In 1991 I published a novel called "Set for Life," a book that in part dealt with a group of white supremacists living in northern Idaho. As a novelist, I was mostly interested in telling a story. But as always, I was also concerned with place and time, with the social conditions that form a backdrop to any story.
What happened to "Set for Life" following its publication forms an interesting story of its own, I think, in light of the bombing in Oklahoma City.
"Set for Life" tells the tale of Phil Doucet, an ailing, elderly man who befriends a 16-year-old runaway named Louise. Louise has fled a hateful environment, a step-father and mother who are white supremacists. She's on the run when her path crosses Phil's, and he offers her shelter. It's really the story of an unlikely friendship, of redemption one might say, and of two vastly different moral spheres intersecting.
"Set for Life" won a Western Heritage Award from the Cowboy Hall of Fame, for Best Western Novel published that year. The awards ceremonies were held in Oklahoma City and lasted an entire weekend, with cocktail parties, dinners, an outing to the local racetrack and lots of celebrating. My husband and I flew out for the weekend, and my editor from New York joined us.
It was kind of like the Cowboy Academy Awards. The ceremony itself, which was held in the Hall of Great Westerners, featured Ben Johnson and Richard Farnsworth as presenters. Jack Palance was on hand to receive a special award. Riders of the Purple Sage serenaded the audience. Awards in various categories, such as film, video, music and nonfiction as well as fiction writing were given out. It was all great fun.

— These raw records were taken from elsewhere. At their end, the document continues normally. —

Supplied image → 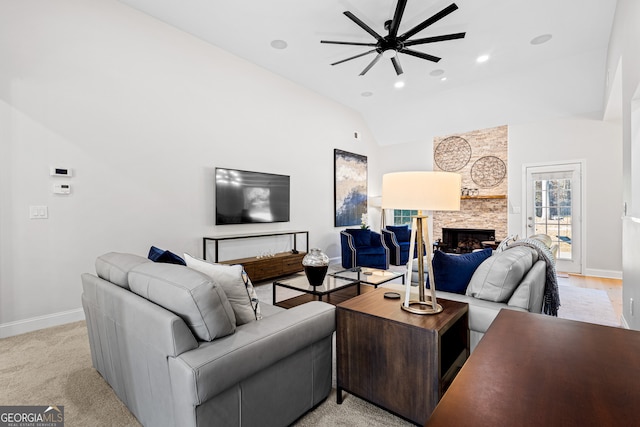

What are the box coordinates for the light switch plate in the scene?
[29,205,48,219]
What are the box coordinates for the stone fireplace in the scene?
[432,125,509,246]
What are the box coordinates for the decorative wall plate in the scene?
[434,136,471,172]
[470,156,506,188]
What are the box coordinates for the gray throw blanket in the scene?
[504,238,561,316]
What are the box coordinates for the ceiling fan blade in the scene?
[359,52,383,76]
[331,49,377,66]
[388,0,408,37]
[403,32,466,47]
[399,3,459,41]
[400,48,441,63]
[344,11,383,40]
[391,56,404,75]
[321,40,378,47]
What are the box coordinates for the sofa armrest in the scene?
[168,301,336,405]
[340,231,356,269]
[381,229,399,249]
[82,273,198,358]
[381,229,401,265]
[370,231,384,247]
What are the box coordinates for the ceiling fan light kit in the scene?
[321,1,465,76]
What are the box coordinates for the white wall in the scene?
[509,117,622,277]
[0,0,379,336]
[375,119,623,279]
[604,0,640,329]
[0,0,628,336]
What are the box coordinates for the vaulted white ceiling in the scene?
[118,0,617,145]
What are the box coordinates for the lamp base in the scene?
[401,299,444,315]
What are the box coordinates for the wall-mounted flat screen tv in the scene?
[215,168,290,225]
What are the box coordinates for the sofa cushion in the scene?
[128,262,236,341]
[466,246,536,303]
[95,252,151,289]
[387,225,410,242]
[347,229,371,247]
[184,253,260,325]
[148,245,186,265]
[427,248,493,294]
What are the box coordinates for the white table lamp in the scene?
[382,171,461,314]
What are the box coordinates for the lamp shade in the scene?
[381,171,461,211]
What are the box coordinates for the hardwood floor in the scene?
[558,273,623,320]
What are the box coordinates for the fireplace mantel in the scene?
[460,195,506,200]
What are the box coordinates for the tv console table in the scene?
[202,231,309,282]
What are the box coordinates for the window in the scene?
[393,209,418,225]
[532,173,573,260]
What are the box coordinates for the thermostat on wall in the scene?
[50,166,73,177]
[53,183,71,194]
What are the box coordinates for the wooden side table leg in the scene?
[337,387,344,404]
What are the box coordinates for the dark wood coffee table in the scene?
[426,309,640,426]
[336,288,469,425]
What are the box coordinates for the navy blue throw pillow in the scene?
[427,248,492,294]
[387,225,410,242]
[148,246,186,265]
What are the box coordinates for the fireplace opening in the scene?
[440,228,496,254]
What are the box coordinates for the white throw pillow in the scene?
[184,253,260,325]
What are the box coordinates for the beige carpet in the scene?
[0,283,619,427]
[0,321,140,426]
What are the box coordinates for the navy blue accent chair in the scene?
[382,225,423,265]
[340,229,390,270]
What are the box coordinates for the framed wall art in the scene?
[334,149,367,227]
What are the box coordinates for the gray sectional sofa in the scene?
[81,252,335,427]
[399,235,558,351]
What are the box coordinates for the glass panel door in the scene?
[526,163,582,273]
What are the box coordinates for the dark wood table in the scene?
[426,309,640,427]
[336,288,469,425]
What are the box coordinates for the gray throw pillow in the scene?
[465,246,536,303]
[128,262,236,341]
[184,253,260,325]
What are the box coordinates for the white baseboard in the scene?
[621,315,630,329]
[582,268,622,279]
[0,308,85,339]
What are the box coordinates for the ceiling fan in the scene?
[321,1,465,76]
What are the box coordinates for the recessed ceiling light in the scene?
[361,91,373,97]
[394,81,405,89]
[430,69,445,76]
[530,34,553,45]
[441,77,448,82]
[270,39,288,50]
[476,54,490,63]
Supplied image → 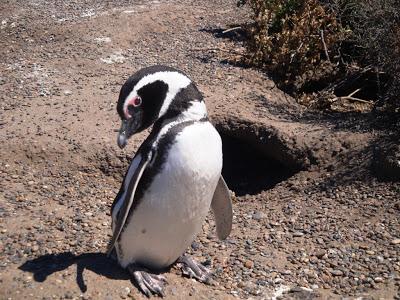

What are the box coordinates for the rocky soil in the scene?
[1,0,399,299]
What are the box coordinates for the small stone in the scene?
[274,277,283,284]
[244,260,254,269]
[330,269,343,276]
[82,294,91,300]
[366,250,375,255]
[390,239,400,245]
[32,245,39,252]
[64,90,72,96]
[293,231,304,237]
[252,211,266,220]
[374,277,384,283]
[170,287,177,295]
[191,241,200,251]
[120,287,130,298]
[314,249,326,259]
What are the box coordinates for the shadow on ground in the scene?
[19,252,129,293]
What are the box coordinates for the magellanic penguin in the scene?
[107,65,233,297]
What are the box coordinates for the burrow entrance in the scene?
[220,133,300,196]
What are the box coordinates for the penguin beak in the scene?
[117,120,129,149]
[117,116,142,149]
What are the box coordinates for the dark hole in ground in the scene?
[220,133,299,196]
[334,69,391,101]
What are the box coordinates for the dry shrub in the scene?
[243,0,346,94]
[240,0,400,114]
[332,0,400,112]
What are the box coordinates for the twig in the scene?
[320,29,330,62]
[344,96,373,104]
[222,26,242,34]
[348,88,361,97]
[290,42,303,63]
[331,89,373,104]
[190,47,244,55]
[332,96,373,104]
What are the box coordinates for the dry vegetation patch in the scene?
[238,0,400,114]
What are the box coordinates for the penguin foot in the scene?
[127,265,167,297]
[177,255,211,283]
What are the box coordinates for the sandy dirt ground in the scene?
[1,0,399,299]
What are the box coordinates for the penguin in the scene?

Both my editor and I walked away with Bronze Wrangler Awards--remarkably beautiful statues of a cowboy on a horse that weigh in at about 20 pounds.
Now there are a lot of different kinds of literary awards given out all the time, and the Bronze Wrangler doesn't immediately leap to mind as the most prestigious. But I have to say I was deeply moved to receive it, for a couple of reasons. The first is sentimental: My great-grandfather, William Jordan Flake, an Arizona rancher and colonizer, was one of the original Westerners to be inducted into the Cowboy Hall of Fame. I liked standing in a room with his name there on a plaque on the wall and receiving my own award. At that moment, I felt a deep connection to family as well as the West and the culture that I love.
But I was also thrilled that a book such as "Set for Life" could win such an award, that a novel that dealt even in small part with white supremacists in Idaho could receive such recognition from what one might think of as a rather conservative group. Yet there seemed to be a rather open attitude that year: The film that won, "A Thousand Pieces of Gold," was about Chinese girls sold into prostitution in early Western gold mining towns, and the nonfiction award went to "It's Your Misfortune and None of My Own," an excellent revisionist history of the West by the historian Richard White.
A year later, enter Hollywood. I received a call from my agent one day, saying a production company wished to option "Set for Life" to make a television movie. As every writer knows, movie options rarely materialize into anything, so I didn't get too excited. I took the money and waited.
Slowly however, over the next year and a half, the movie of "Set for Life" did materialize. Filming began last summer--not in Idaho, where the story is set, but in North Carolina, with Andy Griffith playing the elderly widower, Phil Doucet.
During the making of the movie, I was neither consulted, nor did I get any response to my requests to see a script. Instead, last September, three days before the movie was to air, I received a video of the finished movie and I sat down to watch it with my husband in the living room of our ranch house in Idaho.
I can only describe that experience as an education, the sort of education that many novelists before me must have received about what happens to your book when it becomes a movie. Everything had been changed. To begin with, the title was now "A Gift of Love." Characters had been combined and given new backgrounds and motivations. I didn't recognize one word of dialogue. I could only sense a faint penumbra of my original story beneath the movie unfolding before me. It wasn't that it was such a bad movie; it was just a television movie, with all the leveling that implies.
But it was toward the end of the film that I got my greatest shock, when Phil discovers who Louise really is. In the movie version, Louise has run away, not from her white supremacist parents, but from a father who has been raping her since she was 8 years old.